PostPosted: Mon 28 Aug, 2006  Reply with quote

It has been my observation that most LDers put WILD off until they master MILD. The reason for this being WILD is not the easiest induction method in the world. On top of that, WILD is not an induction method that is going to give you 5-6 LDs a night, unless you want to wake 5-6 times a night. LaBerge created MILD because our memory is always intact, even when we are asleep. When MILD is mastered LDs come and go much easier than when WILD is mastered. I have yet to get to this level but this just seems to be the general concensus.
Just some advice. I once attended the Defense Language Institute (DLI) in Monterey, California where I had to learn Korean for the U.S. government in order to help spy on North Korea. It was a super accelerated language course. I met tons of young adults who believed they had made it to DLI by luck and thought they were going to fail out when they heard they were going to have to memorize hundreds of terms a day. I met plenty of people who supposedly had "poor prospective memory". By the end of the 2 year course a lot of those people were still around! My point: Unless you have a diagnosed condition from a doctor, you probably just haven't trained your memory.
Just in case I still don't have you convinced let me provide you with one other story. This story is about my girlfriend. She had one of the worst memories I have ever observed. At first I thought, "this girl's memory is so bad, its got to be natural". I was wrong. I have dated her for four years now and over the years I began to notice things. I began to notice that when I would talk to her, she would purposely not pay attention or dismiss what I or other people say as unimportant. She's not a mean spirited person, its just a habbit she got into. A bad habbit. I began to notice that when she would play a 3-D video game she wouldn't take the time to memorize what direction a certain building or enemy stood. She wouldn't ever take the time to memorize enemy attack patterns either. I noticed that she would often watch movies and read literature that didn't challenge her brain what-so-ever. When she was listening to music one time she said, "this is my favorite song". In my opinion the song was awful, so I began to wonder why. When I asked her why it was her favorite song her response was "I don't know". It kind of upset me that someone could have a favorite anything and not have a deep understanding of it so I helped her brainstorm. I asked her what her favorite lyrics were and she said, "I don't know I don't listen to lyrics." These are just a few examples. After a while I finally realized its not that she had a bad memory, its that she had over the years trained herself to NOT memorize things. I never really saw this as a problem until she got to her first semester at UC Davis (a popular college in california) and nearly failed all of her classes first semester. She tried to tell me it was because she didn't study but I knew she had been studying at least three hours a day. I confronted her about the situation and she began to cry and talk about how horrible her memory is. I then told her all of the observations I had made. At first she was very stubborn. She tried to act like she was offended and that she had some sort of natural problem. I never bought into it once. I started encouragning her to watch higher level cinema, listen to higher level music (not mainstream garbage), and to read higher level literature. I also told her that no matter how many times she pressed the issue, it was obvious to me that she was just lazy and just didn't want to take the time to improve her memory. Six months later she passed HARDER classes with flying colors.
Moral of the story: if you convince yourself your memory is bad you are probably subconsciously contributing to the problem.


back to top
MatrixManNe0
a.k.a. Sean
cookie lover
30
Posts: 1421
Joined: 15 Mar 2006
Last Visit: 29 Nov 2011
LD count: Please.
Location: Arizona. Valley of the (Accursed) Sun.
 
PostPosted: Tue 29 Aug, 2006  Reply with quote

I personally find WILD more effective than MILD. Why? You don't need as much motivation for WILD than you do for MILD.
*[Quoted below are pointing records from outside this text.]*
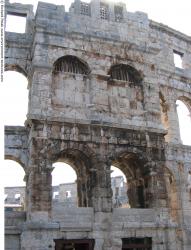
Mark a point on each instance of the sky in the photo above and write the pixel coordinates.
(175, 14)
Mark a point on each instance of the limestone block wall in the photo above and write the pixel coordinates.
(102, 91)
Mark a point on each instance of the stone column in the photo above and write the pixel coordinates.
(157, 186)
(39, 193)
(39, 180)
(101, 187)
(173, 135)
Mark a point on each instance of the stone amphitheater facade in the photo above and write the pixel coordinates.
(102, 91)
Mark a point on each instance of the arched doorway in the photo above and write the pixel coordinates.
(138, 180)
(119, 188)
(14, 186)
(64, 186)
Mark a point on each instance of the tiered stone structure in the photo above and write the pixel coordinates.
(102, 91)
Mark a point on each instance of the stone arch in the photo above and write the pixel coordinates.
(17, 159)
(119, 188)
(15, 67)
(137, 174)
(70, 64)
(16, 184)
(125, 72)
(81, 163)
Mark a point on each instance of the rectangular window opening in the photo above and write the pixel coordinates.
(104, 11)
(137, 243)
(178, 59)
(55, 195)
(118, 13)
(17, 196)
(16, 23)
(68, 194)
(85, 9)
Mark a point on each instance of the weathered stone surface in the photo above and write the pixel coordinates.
(102, 91)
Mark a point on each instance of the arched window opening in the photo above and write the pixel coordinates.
(126, 73)
(137, 182)
(14, 186)
(64, 186)
(70, 64)
(119, 188)
(14, 96)
(184, 122)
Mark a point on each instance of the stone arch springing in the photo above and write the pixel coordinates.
(119, 188)
(123, 72)
(15, 184)
(137, 176)
(81, 165)
(64, 188)
(70, 64)
(16, 68)
(183, 105)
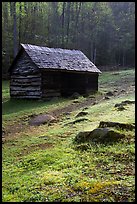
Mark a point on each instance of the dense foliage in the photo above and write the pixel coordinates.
(104, 31)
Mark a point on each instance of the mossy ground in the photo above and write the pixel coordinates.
(42, 163)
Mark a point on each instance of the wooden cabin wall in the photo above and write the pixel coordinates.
(73, 82)
(51, 84)
(92, 82)
(25, 81)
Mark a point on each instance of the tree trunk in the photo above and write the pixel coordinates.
(123, 59)
(20, 9)
(63, 19)
(68, 20)
(15, 49)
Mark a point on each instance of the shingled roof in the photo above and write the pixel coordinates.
(57, 58)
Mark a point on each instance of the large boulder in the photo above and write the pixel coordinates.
(42, 119)
(100, 135)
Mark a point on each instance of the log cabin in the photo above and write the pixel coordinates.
(43, 72)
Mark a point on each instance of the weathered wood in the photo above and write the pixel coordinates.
(25, 80)
(21, 76)
(51, 91)
(51, 95)
(17, 88)
(20, 92)
(26, 96)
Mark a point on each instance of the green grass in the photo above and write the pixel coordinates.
(42, 164)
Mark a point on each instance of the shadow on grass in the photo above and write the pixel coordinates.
(17, 105)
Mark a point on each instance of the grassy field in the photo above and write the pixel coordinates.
(43, 164)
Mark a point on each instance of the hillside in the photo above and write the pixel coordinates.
(43, 163)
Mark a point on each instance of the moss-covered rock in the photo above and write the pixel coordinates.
(101, 135)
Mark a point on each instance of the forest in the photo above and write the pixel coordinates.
(103, 31)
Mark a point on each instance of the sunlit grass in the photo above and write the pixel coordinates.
(42, 164)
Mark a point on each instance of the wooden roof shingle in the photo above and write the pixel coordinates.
(57, 58)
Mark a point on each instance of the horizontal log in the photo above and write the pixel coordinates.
(37, 93)
(24, 84)
(44, 91)
(29, 88)
(25, 77)
(29, 97)
(27, 80)
(51, 94)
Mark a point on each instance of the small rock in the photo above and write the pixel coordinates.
(122, 91)
(101, 135)
(77, 121)
(42, 119)
(75, 95)
(121, 108)
(82, 113)
(106, 98)
(109, 93)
But it's all personal preference.


back to top
Humble Dreamer
Somniologist
Somniologist
28
Posts: 151
Joined: 27 Aug 2006
Last Visit: 01 Jul 2008
LD count: 60
Location: Lombard, IL
 
PostPosted: Tue 29 Aug, 2006  Reply with quote

I really think it depends on the person, but statistically it seems that MILD gives better results to many dreamers.

I spent 6 months training WILD, only to have the biggest dry spell of my dreaming life. It's said that WILD can be the greatest technique once mastered, because you can enter them every time you lay down to sleep, but you'll need to decide for yourself.
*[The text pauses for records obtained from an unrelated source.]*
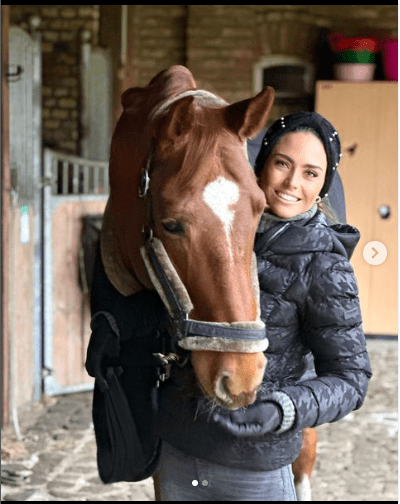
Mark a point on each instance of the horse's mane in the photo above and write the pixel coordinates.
(204, 133)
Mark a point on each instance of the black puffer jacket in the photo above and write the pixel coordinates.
(309, 302)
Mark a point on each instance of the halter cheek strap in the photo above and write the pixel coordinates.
(246, 337)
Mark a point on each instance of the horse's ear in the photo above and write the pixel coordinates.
(248, 117)
(179, 119)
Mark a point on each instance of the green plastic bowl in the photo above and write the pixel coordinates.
(356, 57)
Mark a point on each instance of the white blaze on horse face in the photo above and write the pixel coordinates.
(220, 195)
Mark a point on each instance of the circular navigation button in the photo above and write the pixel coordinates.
(375, 253)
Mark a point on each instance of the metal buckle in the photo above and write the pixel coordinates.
(166, 363)
(144, 183)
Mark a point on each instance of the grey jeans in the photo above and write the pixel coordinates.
(184, 478)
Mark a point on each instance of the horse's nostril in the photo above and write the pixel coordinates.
(222, 389)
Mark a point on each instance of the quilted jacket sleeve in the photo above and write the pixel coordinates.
(333, 332)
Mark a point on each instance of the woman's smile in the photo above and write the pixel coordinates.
(287, 197)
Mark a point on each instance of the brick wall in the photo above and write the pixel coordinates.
(219, 43)
(61, 29)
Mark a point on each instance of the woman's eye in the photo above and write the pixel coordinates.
(173, 226)
(282, 163)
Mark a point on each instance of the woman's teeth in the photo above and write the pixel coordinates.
(287, 197)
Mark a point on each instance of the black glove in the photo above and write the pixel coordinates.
(274, 415)
(103, 349)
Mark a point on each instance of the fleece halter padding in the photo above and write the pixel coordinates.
(245, 337)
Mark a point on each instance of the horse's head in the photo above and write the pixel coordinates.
(203, 206)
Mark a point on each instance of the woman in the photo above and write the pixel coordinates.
(309, 302)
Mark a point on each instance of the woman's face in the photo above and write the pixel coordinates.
(294, 174)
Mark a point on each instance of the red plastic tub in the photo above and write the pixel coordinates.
(390, 58)
(340, 43)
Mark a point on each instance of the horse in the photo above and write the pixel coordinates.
(183, 195)
(184, 200)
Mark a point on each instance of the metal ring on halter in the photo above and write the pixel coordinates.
(147, 232)
(144, 183)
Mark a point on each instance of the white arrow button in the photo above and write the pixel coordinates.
(375, 253)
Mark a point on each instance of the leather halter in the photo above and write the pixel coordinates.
(182, 329)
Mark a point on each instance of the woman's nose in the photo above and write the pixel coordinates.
(292, 180)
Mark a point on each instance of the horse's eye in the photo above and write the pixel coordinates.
(173, 226)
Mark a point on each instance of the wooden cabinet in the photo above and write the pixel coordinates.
(366, 117)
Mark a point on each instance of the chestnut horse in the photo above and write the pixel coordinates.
(184, 151)
(179, 170)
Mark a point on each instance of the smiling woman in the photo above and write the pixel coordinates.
(294, 174)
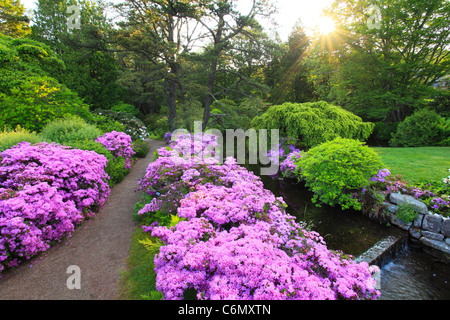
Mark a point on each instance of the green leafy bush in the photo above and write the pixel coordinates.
(69, 130)
(337, 169)
(424, 128)
(126, 108)
(313, 123)
(131, 125)
(37, 102)
(141, 148)
(116, 170)
(10, 138)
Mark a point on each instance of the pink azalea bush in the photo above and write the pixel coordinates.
(119, 143)
(45, 191)
(236, 241)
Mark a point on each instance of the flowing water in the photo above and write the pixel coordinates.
(409, 275)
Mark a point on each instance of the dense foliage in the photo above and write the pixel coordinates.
(313, 123)
(233, 239)
(337, 169)
(29, 96)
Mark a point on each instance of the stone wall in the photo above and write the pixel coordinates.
(430, 229)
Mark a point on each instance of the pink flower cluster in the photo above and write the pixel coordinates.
(45, 191)
(236, 241)
(119, 143)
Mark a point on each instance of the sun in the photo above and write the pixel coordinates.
(326, 25)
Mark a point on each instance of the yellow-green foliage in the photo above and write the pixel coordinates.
(68, 130)
(313, 122)
(9, 138)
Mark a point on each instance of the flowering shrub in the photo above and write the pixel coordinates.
(235, 240)
(167, 137)
(45, 191)
(119, 143)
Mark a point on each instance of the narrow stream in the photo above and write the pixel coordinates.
(411, 275)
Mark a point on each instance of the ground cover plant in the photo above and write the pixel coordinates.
(232, 239)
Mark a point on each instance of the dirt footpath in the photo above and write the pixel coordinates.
(99, 247)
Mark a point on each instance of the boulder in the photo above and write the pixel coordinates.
(399, 198)
(439, 245)
(392, 208)
(445, 229)
(400, 223)
(433, 235)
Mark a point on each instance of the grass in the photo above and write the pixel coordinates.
(417, 164)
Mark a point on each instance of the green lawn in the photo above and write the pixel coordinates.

All I can say is don't belittle the power of reality checks. People will often discount them as a beginners technique, but they can give you more LDs than ever if done right. Add them to MILD or WILD, and you'll be on your way to a lucid lifestyle soon enough.


back to top
Wissam
Change is good
Dream Deity
29
Posts: 836
Joined: 09 Apr 2006
Last Visit: 17 Nov 2018
Location: Middle East
 
PostPosted: Tue 29 Aug, 2006  Reply with quote

Thai Boxer wrote:

All I can say is don't belittle the power of reality checks. People will often discount them as a beginners technique, but they can give you more LDs than ever if done right.


I completley agree. I've had about 30 Ld's and most of them because of Rcs.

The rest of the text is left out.